Heiman D F, Levine R A, Bia F J
Yale J Biol Med. 1985 Sep-Oct;58(5):481-8.
In consultation the authors were requested to evaluate a middle-aged diabetic woman for an apparent episode of biliary sepsis. The patient had been admitted to the dermatology service with a four-day history of rash and pruritus. This was initially thought to represent an allergic reaction to dicloxacillin in someone with a previous history of penicillin hypersensitivity. Persistent right upper quadrant pain, fevers, elevations of serum alkaline phosphatase, and a radionuclide scan which did not demonstrate a functioning gall bladder led to a cholecystectomy for acute cholecystitis and possible biliary sepsis.
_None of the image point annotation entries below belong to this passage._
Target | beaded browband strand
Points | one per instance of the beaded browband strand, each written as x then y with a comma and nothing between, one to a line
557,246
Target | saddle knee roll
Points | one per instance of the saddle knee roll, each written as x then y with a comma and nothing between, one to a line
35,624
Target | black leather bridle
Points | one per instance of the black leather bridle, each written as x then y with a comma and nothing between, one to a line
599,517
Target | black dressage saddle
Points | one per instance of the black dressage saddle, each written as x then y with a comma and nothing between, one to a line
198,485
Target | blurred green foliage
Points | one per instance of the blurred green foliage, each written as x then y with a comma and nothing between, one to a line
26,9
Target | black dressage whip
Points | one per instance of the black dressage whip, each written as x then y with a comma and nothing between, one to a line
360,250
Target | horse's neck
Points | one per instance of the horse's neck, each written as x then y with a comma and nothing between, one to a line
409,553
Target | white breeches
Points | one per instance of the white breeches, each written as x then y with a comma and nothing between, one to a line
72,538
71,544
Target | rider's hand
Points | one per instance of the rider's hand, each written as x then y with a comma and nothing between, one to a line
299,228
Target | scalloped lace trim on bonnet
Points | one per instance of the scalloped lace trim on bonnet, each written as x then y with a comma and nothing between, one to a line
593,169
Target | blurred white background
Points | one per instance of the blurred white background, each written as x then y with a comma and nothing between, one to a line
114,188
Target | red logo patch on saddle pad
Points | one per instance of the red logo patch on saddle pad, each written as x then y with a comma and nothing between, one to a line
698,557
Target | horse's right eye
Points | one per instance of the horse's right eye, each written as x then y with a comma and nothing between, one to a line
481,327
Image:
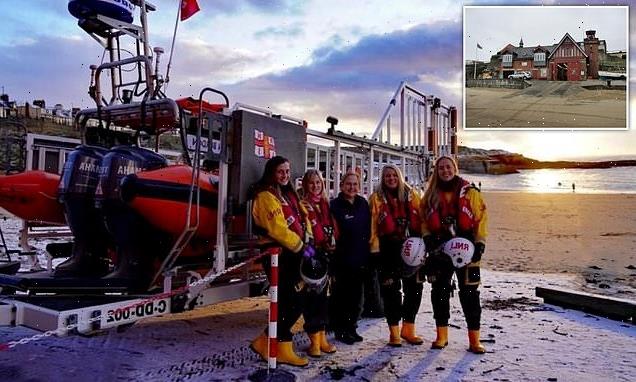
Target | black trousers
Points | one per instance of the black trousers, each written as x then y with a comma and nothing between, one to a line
346,298
440,275
372,299
401,296
315,310
290,299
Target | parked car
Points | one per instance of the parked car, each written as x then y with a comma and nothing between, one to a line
520,76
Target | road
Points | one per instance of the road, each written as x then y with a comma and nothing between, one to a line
547,104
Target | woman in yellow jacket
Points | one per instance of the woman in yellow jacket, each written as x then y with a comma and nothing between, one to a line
279,215
451,207
394,218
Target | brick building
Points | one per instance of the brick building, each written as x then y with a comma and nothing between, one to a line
567,60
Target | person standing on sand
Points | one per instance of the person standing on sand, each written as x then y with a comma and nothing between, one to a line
279,216
452,207
315,307
351,259
395,217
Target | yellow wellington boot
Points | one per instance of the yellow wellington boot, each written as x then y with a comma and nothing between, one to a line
287,355
475,345
408,333
394,338
314,346
260,346
325,346
442,338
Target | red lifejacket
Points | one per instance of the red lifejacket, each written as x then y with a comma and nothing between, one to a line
291,211
458,207
322,225
395,214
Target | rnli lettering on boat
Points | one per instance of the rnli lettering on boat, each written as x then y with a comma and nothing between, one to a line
126,170
90,167
460,246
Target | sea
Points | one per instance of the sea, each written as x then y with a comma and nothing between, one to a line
616,180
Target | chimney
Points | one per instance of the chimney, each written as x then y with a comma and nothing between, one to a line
590,44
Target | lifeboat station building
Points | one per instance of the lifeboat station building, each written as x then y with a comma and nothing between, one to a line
566,61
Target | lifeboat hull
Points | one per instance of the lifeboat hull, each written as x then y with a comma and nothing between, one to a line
32,196
161,197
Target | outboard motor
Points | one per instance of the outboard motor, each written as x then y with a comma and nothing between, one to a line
121,10
77,193
86,11
136,241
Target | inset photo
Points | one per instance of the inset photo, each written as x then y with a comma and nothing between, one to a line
546,67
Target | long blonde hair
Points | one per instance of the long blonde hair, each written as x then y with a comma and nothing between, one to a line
431,197
403,187
307,177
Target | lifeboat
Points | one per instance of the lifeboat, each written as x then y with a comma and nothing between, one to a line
32,196
161,197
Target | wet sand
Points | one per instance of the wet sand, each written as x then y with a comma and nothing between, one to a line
589,235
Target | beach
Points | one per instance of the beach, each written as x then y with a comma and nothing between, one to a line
570,241
591,236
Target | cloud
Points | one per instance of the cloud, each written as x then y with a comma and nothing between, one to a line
357,81
238,6
294,30
199,62
54,69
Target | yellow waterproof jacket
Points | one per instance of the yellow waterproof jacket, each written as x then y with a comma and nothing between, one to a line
267,212
376,204
478,209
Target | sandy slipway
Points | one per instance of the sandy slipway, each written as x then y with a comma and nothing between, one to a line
526,341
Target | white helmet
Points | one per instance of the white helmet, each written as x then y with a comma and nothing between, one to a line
413,255
460,251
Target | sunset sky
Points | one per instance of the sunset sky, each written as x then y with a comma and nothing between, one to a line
307,59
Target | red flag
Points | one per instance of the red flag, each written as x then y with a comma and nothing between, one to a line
188,8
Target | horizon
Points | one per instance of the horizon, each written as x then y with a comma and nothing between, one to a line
296,59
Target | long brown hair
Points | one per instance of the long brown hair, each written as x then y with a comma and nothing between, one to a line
268,179
307,177
403,187
431,197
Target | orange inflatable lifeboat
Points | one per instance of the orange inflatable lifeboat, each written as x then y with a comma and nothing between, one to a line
32,196
161,197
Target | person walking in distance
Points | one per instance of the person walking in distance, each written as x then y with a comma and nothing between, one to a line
451,207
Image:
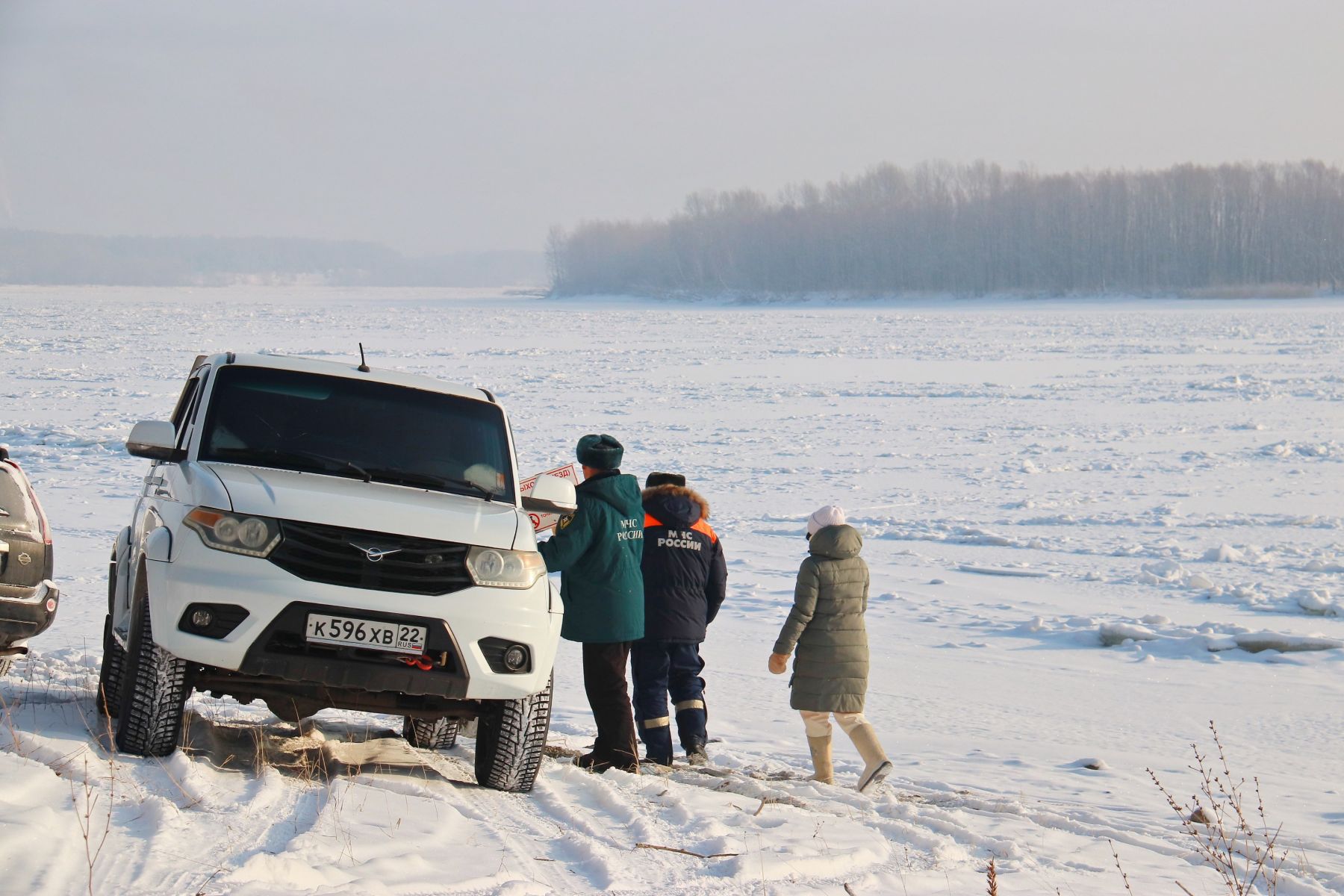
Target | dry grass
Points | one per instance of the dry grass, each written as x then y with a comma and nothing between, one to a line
1234,840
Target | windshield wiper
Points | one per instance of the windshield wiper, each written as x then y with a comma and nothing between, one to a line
406,477
334,465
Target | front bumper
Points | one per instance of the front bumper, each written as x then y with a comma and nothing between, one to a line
277,603
27,612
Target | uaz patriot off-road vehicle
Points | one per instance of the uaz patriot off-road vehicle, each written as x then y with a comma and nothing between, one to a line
322,535
28,597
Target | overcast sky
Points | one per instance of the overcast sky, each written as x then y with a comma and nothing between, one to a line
444,127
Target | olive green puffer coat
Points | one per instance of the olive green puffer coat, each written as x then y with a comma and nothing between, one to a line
831,671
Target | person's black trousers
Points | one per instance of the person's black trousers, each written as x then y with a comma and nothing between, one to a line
660,668
604,680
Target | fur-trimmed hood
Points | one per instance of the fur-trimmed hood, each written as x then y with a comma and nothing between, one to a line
662,492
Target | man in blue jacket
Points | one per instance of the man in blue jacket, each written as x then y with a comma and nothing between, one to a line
685,579
597,553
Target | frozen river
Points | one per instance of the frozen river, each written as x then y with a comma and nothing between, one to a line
1093,527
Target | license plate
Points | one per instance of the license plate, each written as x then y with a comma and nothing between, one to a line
393,637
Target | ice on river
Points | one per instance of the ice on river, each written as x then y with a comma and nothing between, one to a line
1092,527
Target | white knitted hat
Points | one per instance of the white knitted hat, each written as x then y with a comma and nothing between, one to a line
830,514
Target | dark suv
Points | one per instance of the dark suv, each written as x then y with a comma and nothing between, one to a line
27,595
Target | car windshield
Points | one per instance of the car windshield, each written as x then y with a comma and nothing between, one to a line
359,429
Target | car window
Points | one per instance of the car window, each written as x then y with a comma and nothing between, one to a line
363,429
179,411
194,405
16,511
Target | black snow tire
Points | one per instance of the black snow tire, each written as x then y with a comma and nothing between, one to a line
510,736
430,734
155,688
113,672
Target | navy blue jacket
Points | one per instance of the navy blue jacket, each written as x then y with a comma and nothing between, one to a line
685,573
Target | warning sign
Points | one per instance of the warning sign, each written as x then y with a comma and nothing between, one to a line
544,521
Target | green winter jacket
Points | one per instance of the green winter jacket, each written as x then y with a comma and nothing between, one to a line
831,671
597,550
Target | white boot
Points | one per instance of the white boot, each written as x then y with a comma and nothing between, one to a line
820,748
875,765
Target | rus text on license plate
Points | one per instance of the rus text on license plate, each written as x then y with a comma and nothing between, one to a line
366,633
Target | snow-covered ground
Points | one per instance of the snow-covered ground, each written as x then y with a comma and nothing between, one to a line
1093,528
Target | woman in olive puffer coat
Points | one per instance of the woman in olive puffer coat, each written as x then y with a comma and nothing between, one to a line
831,671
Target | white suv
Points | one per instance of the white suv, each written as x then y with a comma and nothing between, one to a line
323,535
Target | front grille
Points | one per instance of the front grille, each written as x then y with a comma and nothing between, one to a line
329,554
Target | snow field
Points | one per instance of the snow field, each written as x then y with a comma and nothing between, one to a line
1092,528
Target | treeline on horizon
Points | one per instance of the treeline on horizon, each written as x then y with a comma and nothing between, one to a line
979,228
45,258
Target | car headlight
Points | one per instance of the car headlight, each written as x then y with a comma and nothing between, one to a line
234,532
500,568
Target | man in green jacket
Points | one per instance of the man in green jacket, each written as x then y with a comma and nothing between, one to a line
597,551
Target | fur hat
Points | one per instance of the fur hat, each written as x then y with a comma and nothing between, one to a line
830,514
600,452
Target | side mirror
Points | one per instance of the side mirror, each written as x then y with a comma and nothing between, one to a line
156,441
551,494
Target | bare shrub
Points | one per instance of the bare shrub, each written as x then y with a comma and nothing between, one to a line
1245,855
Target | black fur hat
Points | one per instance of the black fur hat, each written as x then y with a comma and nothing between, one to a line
600,452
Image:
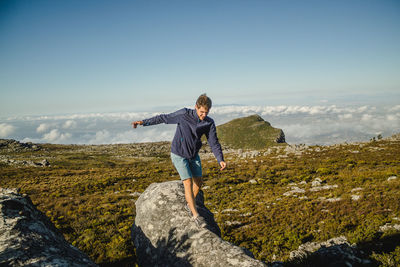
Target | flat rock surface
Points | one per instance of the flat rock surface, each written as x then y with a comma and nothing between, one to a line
165,235
28,238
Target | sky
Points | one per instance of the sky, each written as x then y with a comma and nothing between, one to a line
80,58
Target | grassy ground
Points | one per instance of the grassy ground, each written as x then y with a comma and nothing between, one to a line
268,204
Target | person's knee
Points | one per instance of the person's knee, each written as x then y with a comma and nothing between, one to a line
187,183
198,181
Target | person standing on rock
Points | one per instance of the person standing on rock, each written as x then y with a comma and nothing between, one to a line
191,125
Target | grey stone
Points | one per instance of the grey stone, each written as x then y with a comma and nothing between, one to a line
28,238
331,253
164,233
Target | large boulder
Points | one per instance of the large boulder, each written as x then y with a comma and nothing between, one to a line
28,238
165,235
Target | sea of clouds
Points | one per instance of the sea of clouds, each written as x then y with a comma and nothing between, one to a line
310,125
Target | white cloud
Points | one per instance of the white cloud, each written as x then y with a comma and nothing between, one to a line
320,124
346,116
54,136
69,124
395,108
43,127
366,117
6,129
101,137
392,117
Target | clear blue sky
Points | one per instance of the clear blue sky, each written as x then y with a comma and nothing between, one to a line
83,56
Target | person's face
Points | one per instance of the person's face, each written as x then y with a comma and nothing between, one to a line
202,112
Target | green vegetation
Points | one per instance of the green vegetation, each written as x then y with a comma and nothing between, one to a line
248,133
88,193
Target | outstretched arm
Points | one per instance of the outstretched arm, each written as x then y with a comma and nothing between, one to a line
170,118
136,123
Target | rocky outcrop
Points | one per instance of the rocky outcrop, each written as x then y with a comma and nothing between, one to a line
28,238
165,235
251,132
11,145
24,163
331,253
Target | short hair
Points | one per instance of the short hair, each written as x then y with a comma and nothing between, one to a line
204,101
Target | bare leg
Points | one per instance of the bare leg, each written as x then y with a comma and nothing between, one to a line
188,185
197,182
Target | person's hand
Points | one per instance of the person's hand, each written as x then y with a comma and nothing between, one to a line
223,165
136,123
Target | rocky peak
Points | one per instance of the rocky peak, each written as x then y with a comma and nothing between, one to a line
251,132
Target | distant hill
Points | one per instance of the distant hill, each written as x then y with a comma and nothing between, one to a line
251,132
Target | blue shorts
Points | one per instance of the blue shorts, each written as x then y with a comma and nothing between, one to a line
187,168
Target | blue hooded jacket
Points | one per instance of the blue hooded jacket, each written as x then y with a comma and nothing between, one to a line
187,139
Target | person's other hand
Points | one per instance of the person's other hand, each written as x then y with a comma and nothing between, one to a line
223,165
136,123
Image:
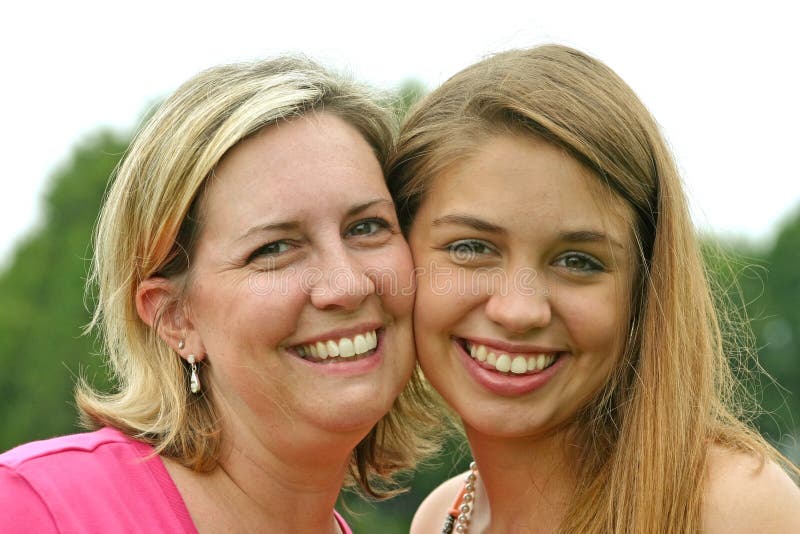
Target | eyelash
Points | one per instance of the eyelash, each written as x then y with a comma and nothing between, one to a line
263,250
381,223
474,248
593,264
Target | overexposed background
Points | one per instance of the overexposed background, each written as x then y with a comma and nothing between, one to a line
720,77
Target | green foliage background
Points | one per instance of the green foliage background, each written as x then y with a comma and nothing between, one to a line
42,314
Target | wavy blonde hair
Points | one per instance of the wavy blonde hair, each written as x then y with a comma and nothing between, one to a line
645,436
148,225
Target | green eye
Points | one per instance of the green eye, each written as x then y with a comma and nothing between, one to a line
270,249
367,227
579,262
466,250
This diagnosis was not confirmed. Ultimately, this case illustrated the need to review carefully recent changes in any patient's drug regimen. Reactions to commonly prescribed agents may cause syndromes which are difficult to distinguish from episodes of apparent sepsis.
经会诊,要求作者对一名中年糖尿病女性进行评估,以确定其是否明显患有胆源性败血症。该患者因皮疹和瘙痒病史四天而入住皮肤科。最初认为这是一名有青霉素过敏史的患者对双氯西林的过敏反应。持续的右上腹疼痛、发热、血清碱性磷酸酶升高,以及放射性核素扫描未显示胆囊功能正常,导致因急性胆囊炎和可能的胆源性败血症而行胆囊切除术。但该诊断未得到证实。最终,该病例表明有必要仔细审查任何患者近期的药物治疗方案变化。对常用药物的反应可能会导致难以与明显的败血症发作相区分的综合征。